Thursday, December 29, 2011

"Cogito, ergo sum"

The full story is that Descartes,
when confronted with the question
of existence, answered,
"I think, therefore I am."
and followed up with,
"Are you?"
which garnered vacuous stares,
forcing him to suggest that they
"Think about it."

Wednesday, December 28, 2011

Pears

Pears

Forgive me
for eating all four pears,
but after the first,
I couldn't help myself.

The sweetness of their juice
reminded me
of your kisses,
and I craved more.

And for the image
lounging in my brain
as I licked the last bead
of nectar into my mouth,
forgive me.

Thursday, December 22, 2011

Just a White Boy

She glides into the cafe,
her coffee colored skin
simmering in the fire
of a hot summer night.

Dignifying the room
with African elegance,
she silently gazes around,
her wise brown eyes soft
above smooth brown cheeks.

She sits at the counter,
a royal queen on her throne,
and orders hot milk
in a delicious mocha voice.

Glancing over, she graces me
with a slow shy smile that declares
she is unaware of her beauty.

And at that moment, I am stunned
and yearn to reach across the space
to touch this goddess.

But I don't
because
I'm just a white boy.

Tuesday, December 20, 2011

Jive Feet

Hey feet, my bony old friends,
what are you doing down there?

You keep walking me into trouble
then standing flat-footed
when I try to hoof it.

Last night
when I saw that pair of high heels
sashay over to the bar
with that look on her face
you should have danced me to her side.

But no, you shuffled me over
like a hick from the hills,
no strut, no stance.

And then as I stood there empty-headed,
wanting to run for the door,
you gave me that snail's gait pace
that lasts forever.

What gives?
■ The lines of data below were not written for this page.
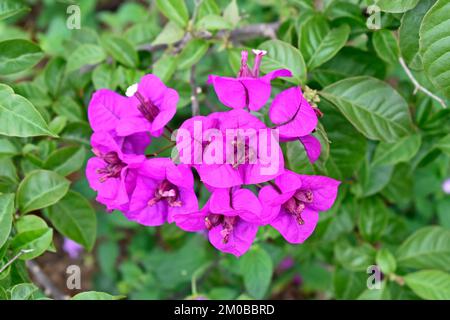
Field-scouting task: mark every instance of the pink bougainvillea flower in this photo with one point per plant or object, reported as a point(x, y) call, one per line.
point(242, 161)
point(150, 105)
point(163, 189)
point(249, 89)
point(294, 202)
point(295, 119)
point(231, 216)
point(112, 172)
point(72, 248)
Why the stutter step
when we used to dance the Flamenco?

Hey feet, my bony old friends,
could we try this dance again?

Friday, December 16, 2011

I Do Not Know Why You Write

I do not know why you write:

Maybe nothing satisfies you more than the vision of your words
diving off the tip of your pen to splash onto the paper
with the smooth stroke of your hand where they’ll swim
across the page in time to your synchronized eyes
and then flip over to the next line to repeat the experience
while you congratulate yourself on your wit.

Maybe you like your words to sprint out of the blocks from the starter’s gun,
racing the stopwatch down the stretch to break the tape
at the finish line in a gasp of victory while the also-wrotes fall
to the track in agony over their loss,
or is it because you enjoy testing the stamina of your stories
in a slowly building marathon of images,
hoping they have the strength to maintain their form through the last sentence.
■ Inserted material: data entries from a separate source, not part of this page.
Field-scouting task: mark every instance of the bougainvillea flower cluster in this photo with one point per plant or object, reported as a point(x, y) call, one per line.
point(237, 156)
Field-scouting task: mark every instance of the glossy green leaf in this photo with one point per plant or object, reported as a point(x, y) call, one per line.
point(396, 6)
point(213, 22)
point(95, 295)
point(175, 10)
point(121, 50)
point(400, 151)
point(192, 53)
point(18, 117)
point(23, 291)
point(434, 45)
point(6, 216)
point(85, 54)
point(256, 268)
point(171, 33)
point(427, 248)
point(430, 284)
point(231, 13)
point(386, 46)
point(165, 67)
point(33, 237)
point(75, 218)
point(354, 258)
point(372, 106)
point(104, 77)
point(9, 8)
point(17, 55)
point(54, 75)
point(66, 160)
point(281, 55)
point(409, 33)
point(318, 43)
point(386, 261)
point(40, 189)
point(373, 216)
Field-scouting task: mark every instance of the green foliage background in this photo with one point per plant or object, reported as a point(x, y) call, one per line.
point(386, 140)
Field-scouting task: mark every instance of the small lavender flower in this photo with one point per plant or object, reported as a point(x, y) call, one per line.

Maybe every word is a twelve round battle between you and the demons
that dance your pen around the ring, jabbing, feinting,
trying to stay off the ropes, as you counter every cliché
until the bell sounds to end the round,

knowing

the fight will last forever and that you’ll never see the left hook
or the roundhouse right that’ll eventually put you down in the middle
of the ring for the final count.

But maybe your words are like the wings Daedalus crafted,
and you are Icarus almost touching the sun when you write.
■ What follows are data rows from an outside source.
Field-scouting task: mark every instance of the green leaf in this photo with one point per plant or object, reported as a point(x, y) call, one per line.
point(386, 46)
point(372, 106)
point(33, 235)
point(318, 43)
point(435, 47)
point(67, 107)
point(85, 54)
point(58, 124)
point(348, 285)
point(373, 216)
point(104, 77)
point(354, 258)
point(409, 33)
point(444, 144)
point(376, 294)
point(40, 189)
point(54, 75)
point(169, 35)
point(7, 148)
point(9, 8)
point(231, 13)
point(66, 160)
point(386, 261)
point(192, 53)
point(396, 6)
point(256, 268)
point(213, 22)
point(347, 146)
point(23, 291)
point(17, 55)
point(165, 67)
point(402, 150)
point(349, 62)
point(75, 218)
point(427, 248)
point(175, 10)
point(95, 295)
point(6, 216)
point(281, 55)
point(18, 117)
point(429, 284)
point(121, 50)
Tuesday, December 13, 2011

Walking on Water

When asked, he replied,
"I figured it was easier
than swimming."

Friday, December 9, 2011

Hair

Some folks have the kind of hair
that always shines
no matter where.

Morning, evening, or pouring down rain
their hair looks just great;
it drives me insane.

With a shake of the head their hair falls in place,
each strand sitting perfect,
framing their face.

A law should be made, 'cause it's really not fair
that some folks are born
with wash and wear hair.

Thursday, December 8, 2011

Little Boy

Little Boy wonders
if a dream can come true,
if he can always stay small.

Little Boy wonders
why his face needs a shave;
he hasn't yet learned how to crawl.

Little Boy wonders
why he's forced to grow up,
and doors are locked from behind.

Little Boy wonders
if his children can see
the nightmares at work in his mind.

Little Boy sits
in his house on the hill,
staring into his coffee and cream

and wonders why time
has robbed him of life
and stolen his Little Boy dream.

Wednesday, November 30, 2011

The Girl Next Door

The Girl Next Door:





Okay, I admit it, I still live with my mom and dad, but what’s wrong with that? They pay for everything: my food, my clothes, even my entertainment, though I must say, I’m pretty easy to please. Heck, I even let them tuck me in at night, but that’s more to give them a sense of worth than anything else. But mostly, I stick around because of the girl next door.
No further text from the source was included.